Dezeen Magazine

Campaign launches to fund David Bowie memorial for Brixton

A crowdfunding campaign to bring a lightning-bolt statue in memory of David Bowie to London aims to raise just under £1 million in 28 days.

The campaign, which launched on the Crowdfunder website yesterday, was organised by a group of south London designers who go by the name of This Ain't Rock and Roll.

The proposed memorial is based on Bowie's Aladdin Sane album cover, which was photographed by Brian Duffy and featured Bowie with a bold red lightning bolt painted onto his face.

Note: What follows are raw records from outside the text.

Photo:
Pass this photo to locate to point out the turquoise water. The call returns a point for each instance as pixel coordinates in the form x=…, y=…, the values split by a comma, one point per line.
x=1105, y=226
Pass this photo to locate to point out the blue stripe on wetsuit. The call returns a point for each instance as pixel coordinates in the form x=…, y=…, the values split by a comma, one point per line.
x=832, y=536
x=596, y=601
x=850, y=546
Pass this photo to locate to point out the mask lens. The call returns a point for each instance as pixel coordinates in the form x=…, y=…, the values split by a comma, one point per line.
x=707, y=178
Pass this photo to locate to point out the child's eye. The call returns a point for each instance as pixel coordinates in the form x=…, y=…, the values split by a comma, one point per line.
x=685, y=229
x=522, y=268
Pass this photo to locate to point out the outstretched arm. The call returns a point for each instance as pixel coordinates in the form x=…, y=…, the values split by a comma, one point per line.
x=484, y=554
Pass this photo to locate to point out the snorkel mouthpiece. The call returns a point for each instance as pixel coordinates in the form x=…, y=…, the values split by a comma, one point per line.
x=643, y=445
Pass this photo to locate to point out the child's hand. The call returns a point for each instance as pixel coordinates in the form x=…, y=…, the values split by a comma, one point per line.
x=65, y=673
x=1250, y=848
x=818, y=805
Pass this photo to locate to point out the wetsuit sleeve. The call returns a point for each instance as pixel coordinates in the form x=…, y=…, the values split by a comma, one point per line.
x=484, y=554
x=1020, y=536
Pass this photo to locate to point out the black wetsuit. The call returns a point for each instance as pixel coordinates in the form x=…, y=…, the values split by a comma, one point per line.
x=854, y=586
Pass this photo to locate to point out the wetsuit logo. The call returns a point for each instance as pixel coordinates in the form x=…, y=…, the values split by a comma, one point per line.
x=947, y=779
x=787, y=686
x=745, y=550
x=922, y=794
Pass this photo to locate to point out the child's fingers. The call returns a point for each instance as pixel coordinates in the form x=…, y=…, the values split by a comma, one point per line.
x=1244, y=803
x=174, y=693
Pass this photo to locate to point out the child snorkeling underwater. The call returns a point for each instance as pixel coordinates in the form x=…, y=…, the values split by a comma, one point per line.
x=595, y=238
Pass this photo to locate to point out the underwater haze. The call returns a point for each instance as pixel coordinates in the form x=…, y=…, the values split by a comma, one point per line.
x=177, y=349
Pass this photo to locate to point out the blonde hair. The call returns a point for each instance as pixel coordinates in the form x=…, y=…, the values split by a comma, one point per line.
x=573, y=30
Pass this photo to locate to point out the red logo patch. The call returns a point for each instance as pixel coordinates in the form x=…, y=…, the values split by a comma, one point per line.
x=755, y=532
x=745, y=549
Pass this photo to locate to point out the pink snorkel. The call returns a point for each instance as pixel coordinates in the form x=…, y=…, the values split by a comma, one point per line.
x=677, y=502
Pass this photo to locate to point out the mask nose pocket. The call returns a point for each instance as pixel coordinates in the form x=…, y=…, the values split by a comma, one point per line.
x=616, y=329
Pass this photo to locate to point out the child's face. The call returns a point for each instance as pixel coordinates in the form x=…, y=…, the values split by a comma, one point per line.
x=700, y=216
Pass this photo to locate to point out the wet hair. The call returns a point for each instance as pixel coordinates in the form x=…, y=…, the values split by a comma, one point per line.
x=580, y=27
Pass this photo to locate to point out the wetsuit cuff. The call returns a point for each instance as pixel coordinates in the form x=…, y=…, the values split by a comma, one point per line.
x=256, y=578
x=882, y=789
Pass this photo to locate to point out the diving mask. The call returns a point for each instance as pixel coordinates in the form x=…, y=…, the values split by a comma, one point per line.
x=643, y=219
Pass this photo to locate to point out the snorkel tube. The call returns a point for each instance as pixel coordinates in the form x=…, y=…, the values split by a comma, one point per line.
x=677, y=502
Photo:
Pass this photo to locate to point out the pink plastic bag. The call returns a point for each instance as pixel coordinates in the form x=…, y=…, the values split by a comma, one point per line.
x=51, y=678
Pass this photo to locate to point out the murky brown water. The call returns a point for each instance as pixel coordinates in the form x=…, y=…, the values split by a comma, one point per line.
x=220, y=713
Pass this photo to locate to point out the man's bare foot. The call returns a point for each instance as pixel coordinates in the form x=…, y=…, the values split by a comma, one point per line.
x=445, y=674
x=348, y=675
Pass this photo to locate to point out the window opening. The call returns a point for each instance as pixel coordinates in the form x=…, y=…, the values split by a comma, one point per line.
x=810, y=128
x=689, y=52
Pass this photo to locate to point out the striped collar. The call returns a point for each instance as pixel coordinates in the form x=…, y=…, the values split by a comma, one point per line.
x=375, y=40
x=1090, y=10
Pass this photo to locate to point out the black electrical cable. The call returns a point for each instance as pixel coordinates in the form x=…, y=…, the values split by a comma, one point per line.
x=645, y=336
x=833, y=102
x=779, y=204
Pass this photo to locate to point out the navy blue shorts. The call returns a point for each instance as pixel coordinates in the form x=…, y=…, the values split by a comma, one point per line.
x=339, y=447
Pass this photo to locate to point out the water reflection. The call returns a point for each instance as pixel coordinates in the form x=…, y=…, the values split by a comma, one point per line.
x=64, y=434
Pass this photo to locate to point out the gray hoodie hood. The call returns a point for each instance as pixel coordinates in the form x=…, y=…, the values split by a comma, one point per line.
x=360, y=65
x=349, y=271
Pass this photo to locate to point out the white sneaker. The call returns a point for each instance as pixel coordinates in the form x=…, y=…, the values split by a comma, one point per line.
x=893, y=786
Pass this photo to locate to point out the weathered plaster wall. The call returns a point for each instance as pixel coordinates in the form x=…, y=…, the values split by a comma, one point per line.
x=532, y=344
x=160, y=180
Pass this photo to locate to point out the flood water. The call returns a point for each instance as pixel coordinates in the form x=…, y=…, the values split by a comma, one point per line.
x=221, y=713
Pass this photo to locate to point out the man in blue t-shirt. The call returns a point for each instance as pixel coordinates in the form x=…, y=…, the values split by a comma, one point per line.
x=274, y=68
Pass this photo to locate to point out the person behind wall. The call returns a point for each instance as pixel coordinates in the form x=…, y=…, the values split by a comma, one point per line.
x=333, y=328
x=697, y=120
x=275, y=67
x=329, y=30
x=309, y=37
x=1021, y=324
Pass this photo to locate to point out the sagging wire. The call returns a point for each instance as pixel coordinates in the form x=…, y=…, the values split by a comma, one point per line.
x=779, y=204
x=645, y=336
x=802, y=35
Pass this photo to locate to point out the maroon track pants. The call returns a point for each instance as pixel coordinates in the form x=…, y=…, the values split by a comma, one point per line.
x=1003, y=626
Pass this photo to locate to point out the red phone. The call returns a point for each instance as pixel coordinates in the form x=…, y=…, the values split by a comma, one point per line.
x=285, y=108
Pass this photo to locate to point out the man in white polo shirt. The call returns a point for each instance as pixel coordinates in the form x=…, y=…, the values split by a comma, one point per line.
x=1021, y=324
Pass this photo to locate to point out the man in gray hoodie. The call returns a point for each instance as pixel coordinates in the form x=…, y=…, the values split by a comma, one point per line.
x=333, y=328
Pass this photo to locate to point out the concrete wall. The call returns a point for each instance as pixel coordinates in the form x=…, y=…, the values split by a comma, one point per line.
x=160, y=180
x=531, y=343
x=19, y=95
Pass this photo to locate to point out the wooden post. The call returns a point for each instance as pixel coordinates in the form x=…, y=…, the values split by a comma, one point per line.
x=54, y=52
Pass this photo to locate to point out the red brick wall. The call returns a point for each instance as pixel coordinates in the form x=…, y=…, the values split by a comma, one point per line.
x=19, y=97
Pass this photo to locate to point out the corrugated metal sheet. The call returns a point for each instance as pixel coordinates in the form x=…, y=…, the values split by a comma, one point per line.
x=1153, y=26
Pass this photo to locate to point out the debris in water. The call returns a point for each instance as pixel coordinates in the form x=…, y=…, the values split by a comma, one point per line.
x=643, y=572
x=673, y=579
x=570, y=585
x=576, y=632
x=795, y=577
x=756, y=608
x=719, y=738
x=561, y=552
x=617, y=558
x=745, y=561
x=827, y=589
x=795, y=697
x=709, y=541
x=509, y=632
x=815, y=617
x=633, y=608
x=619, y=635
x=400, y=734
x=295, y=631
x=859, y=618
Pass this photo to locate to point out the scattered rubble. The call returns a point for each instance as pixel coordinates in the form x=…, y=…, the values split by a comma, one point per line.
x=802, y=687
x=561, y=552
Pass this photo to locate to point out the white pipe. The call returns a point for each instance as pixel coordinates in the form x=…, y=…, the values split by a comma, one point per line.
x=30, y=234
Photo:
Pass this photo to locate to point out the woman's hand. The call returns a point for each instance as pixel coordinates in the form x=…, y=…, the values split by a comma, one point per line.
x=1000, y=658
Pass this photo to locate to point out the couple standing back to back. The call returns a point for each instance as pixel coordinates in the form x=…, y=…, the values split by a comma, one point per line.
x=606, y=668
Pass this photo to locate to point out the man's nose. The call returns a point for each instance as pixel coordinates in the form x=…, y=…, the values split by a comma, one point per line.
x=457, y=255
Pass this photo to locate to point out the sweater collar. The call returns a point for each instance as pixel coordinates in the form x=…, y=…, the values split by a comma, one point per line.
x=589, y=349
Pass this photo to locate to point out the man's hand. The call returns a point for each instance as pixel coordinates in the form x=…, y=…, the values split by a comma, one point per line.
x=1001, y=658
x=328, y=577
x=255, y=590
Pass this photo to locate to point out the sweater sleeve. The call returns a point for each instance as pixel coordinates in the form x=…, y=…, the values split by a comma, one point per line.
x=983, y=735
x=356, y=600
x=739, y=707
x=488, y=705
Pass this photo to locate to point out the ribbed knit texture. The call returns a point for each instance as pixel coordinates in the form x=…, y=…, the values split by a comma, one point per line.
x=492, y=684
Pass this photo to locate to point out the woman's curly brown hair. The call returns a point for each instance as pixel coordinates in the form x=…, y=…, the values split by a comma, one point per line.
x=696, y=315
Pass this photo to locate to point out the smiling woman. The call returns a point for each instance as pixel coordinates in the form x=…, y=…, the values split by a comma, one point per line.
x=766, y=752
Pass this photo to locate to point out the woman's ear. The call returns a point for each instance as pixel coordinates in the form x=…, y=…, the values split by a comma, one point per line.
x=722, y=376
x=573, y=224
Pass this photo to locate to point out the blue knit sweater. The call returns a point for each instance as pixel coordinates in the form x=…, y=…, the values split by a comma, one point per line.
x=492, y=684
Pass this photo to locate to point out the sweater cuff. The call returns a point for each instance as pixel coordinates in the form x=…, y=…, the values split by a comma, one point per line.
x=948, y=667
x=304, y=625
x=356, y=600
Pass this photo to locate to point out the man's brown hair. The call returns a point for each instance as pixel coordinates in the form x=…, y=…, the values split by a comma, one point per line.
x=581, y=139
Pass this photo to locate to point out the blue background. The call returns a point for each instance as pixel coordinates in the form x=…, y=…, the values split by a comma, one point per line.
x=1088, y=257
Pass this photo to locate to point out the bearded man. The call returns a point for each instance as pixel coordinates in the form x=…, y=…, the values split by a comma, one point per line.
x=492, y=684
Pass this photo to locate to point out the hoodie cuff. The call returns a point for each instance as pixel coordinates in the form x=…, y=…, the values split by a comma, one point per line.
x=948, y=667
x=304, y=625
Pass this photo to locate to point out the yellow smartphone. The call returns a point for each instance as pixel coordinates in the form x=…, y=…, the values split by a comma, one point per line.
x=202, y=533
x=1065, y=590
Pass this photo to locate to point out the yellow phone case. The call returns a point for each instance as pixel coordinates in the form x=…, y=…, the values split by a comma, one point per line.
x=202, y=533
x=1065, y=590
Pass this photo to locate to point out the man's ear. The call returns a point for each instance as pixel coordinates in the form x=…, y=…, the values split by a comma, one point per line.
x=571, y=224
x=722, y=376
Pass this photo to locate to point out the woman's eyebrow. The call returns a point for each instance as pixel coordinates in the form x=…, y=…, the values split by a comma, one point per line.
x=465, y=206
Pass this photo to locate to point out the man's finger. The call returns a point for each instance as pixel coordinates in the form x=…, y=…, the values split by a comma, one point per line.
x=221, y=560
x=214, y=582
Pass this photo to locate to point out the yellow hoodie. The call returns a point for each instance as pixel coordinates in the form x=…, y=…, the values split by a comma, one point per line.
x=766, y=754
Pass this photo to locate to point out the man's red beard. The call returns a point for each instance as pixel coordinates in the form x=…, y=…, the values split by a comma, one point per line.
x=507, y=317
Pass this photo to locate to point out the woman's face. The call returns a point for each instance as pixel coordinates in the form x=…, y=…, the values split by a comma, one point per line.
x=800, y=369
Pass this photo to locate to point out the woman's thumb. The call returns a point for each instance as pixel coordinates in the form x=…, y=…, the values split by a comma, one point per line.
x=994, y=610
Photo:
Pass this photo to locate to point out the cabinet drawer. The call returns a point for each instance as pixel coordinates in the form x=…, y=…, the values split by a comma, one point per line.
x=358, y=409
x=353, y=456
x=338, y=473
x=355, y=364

It is this detail that the group has based its memorial on. It would take the form of a nine-metre-tall flash painted in blue and red.

"Recreating the iconic lightning flash from Duffy's Aladdin Sane LP cover in gravity-defying red and blue-sprayed stainless steel, this is a monumental piece of public art," said the campaign organisers.

The group worked with Bowie's team in London and New York on the blue and red steel memorial. They hope it will be erected close to Bowie's birthplace at Stansfield Road in Brixton, and next to a well-known Aladdin Sane mural.

The campaign aims to raise just under £990,000 in the next 28 days. It has already accumulated £30,730 at the time of writing.

"Just as an otherworldly David Bowie landed in our lives, the memorial (is it too soon to call it the ZiggyZag?) stands embedded in the Brixton pavement – a three-storey tall bolt from above," said the group.

Born and raised in South London, Bowie studied art, music and design before embarking on a professional career as a musician in 1963.

He was known for his alter egos – including the androgynous Ziggy Stardust, Aladdin Sane and Thin White Duke – and was the subject of a major retrospective at London's V&A in 2013.

His death followed the release of his Blackstar album, which featured a cover designed to reflect the musician's mortality by long-time graphic design collaborator Jonathan Barnbrook.

Earlier this year, The UK postal service announced it will commemorate Bowie with a set of postage stamps featuring images of six of his most iconic album covers.